News of the sale comes after three other bidding groups struggled to negotiate a deal with the Plaza’s majority owner, Subrata Roy’s Sahara Group.
But all along, Qatar’s former Prime Minister, Hassim Bin Jabber Al-Thani (known as HBJ), owned more than $400 million of debt on the hotel that was set to mature, which likely tipped the scales in favor of the Qatari investment group.
A representative for HBJ did not immediately return a request seeking comment, and HBJ’s precise role in the deal is uncertain. British public records show that HBJ is a director of Constellation Hotels, an investment company that is also owned by Qatar’s principle sovereign wealth fund, Qatar Investment Authority.
The Real Deal reported last month that the Plaza’s minority owners, Ashkenazy Acquisition Corporation and Saudi Prince Alwaleed bin Talal’s Kingdom Holding, had been granted an extension to close on the purchase of the Plaza after going into contract in May.
But then, in a shocking reversal, the minority group opted to drop its bid and sell the 25 percent stake along with Sahara’s 75 percent stake to Katara instead of another bidder because, sources said, the sovereign wealth fund subsidiary offered greater “certainty” of closing.
Ashkenazy declined to comment, and Kingdom, Sahara, HBJ and Katara could not immediately be reached.
This is Katara’s first New York City real estate purchase. The Qatar-owned Katara, led by CEO Hamad Abdulla Al-Mulla, also owns the Savoy Hotel and the Connaught Hotel in London.
The deal was first reported in Reuters on Tuesday.
According to one source who has been in contact with Sahara on sale matters, HBJ was able to convert the debt on the Plaza into equity for the Qatar company’s acquisition, in lieu of foreclosing on Sahara.

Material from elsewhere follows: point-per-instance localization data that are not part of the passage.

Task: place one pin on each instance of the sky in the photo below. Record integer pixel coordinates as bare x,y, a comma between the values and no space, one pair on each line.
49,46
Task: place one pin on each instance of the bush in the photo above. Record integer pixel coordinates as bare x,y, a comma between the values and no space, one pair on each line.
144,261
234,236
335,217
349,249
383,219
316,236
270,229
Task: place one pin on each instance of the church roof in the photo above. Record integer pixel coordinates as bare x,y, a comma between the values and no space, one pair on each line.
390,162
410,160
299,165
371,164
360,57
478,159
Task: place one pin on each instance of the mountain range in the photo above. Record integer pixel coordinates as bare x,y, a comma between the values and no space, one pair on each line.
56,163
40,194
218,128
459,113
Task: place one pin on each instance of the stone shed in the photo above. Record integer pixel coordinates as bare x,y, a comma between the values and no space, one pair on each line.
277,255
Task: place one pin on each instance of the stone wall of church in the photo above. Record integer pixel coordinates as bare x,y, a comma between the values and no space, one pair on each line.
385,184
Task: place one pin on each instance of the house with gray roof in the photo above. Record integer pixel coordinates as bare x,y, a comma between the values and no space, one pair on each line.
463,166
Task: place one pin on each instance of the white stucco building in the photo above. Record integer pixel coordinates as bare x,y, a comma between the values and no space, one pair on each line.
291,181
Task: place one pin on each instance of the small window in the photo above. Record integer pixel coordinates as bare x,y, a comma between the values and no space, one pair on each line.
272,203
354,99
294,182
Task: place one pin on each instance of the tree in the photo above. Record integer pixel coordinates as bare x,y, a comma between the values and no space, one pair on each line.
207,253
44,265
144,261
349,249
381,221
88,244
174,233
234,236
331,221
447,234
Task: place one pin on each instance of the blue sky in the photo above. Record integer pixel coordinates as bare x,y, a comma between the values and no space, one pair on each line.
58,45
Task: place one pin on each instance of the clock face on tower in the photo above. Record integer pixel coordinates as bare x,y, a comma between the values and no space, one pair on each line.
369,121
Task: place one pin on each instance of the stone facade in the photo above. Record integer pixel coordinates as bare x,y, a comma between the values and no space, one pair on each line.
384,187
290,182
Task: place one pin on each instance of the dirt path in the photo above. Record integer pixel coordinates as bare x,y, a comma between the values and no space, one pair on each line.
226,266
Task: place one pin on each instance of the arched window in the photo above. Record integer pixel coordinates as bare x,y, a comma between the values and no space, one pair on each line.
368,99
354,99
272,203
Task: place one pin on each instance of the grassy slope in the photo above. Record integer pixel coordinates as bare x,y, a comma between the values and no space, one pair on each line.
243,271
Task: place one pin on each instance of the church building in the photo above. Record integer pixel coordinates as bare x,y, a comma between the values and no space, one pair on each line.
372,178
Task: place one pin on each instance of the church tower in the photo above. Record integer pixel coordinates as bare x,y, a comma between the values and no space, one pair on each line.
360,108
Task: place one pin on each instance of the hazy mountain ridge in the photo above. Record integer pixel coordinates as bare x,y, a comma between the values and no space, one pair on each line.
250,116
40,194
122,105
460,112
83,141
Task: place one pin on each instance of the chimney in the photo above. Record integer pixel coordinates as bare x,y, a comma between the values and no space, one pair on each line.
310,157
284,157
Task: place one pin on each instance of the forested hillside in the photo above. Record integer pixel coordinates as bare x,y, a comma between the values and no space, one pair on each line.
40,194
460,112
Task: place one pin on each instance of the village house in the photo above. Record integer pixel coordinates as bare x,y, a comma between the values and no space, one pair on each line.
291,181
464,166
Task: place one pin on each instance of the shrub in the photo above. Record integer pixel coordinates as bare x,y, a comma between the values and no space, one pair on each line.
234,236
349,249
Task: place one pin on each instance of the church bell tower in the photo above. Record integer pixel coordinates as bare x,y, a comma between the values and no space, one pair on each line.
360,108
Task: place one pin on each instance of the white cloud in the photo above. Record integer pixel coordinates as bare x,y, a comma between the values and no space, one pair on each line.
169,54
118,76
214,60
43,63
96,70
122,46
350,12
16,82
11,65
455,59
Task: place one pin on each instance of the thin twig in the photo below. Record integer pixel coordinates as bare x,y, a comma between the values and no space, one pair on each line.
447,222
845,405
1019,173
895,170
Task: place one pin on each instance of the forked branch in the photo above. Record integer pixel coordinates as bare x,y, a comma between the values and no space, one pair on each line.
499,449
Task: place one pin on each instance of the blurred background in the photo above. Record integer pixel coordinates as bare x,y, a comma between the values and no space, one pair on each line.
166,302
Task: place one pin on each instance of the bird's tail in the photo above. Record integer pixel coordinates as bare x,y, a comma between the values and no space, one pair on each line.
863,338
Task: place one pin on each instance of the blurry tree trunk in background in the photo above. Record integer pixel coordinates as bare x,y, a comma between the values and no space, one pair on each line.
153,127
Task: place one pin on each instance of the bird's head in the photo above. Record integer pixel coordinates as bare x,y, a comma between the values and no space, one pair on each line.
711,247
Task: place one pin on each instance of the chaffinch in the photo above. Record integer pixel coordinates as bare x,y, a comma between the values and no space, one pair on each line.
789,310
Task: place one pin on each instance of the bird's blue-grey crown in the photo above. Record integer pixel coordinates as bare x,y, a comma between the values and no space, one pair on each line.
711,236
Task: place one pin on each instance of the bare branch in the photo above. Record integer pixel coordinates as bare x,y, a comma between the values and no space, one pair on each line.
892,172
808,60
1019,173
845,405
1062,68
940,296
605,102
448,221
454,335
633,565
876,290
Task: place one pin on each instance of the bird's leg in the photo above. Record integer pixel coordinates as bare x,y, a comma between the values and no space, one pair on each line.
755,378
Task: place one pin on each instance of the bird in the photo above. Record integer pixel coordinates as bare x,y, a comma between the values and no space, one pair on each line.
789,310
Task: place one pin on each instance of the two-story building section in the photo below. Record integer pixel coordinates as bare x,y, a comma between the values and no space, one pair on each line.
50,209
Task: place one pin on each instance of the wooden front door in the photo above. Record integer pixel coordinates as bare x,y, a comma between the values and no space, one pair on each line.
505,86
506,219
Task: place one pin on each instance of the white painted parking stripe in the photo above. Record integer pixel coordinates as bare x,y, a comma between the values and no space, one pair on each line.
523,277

In November, Bloomberg reported that HBJ might have been planning to do exactly this kind of debt-to-equity conversion.
The current CEO of Qatar Investment Authority, which owns Katara, is also a member of the Al Thani family, Sheikh Abdullah bin Mohamed bin Saud Al-Thani.
Other investment groups who had been vying for the landmark hotel will now find themselves disappointed. Dubai-based Shahal Khan partnered with New York City landlord Kamran Hakim for a $600 million bid this spring, but were shut out when Ashkenazy and Kingdom exercised their right of first offer with a $600 million bid of their own.
Then, in June, United Capital Real Estate filed suit against Sahara claiming they went into contract to buy the Plaza all the way back in February, but were misled by Sahara, which was secretly negotiating a separate deal, according to the suit.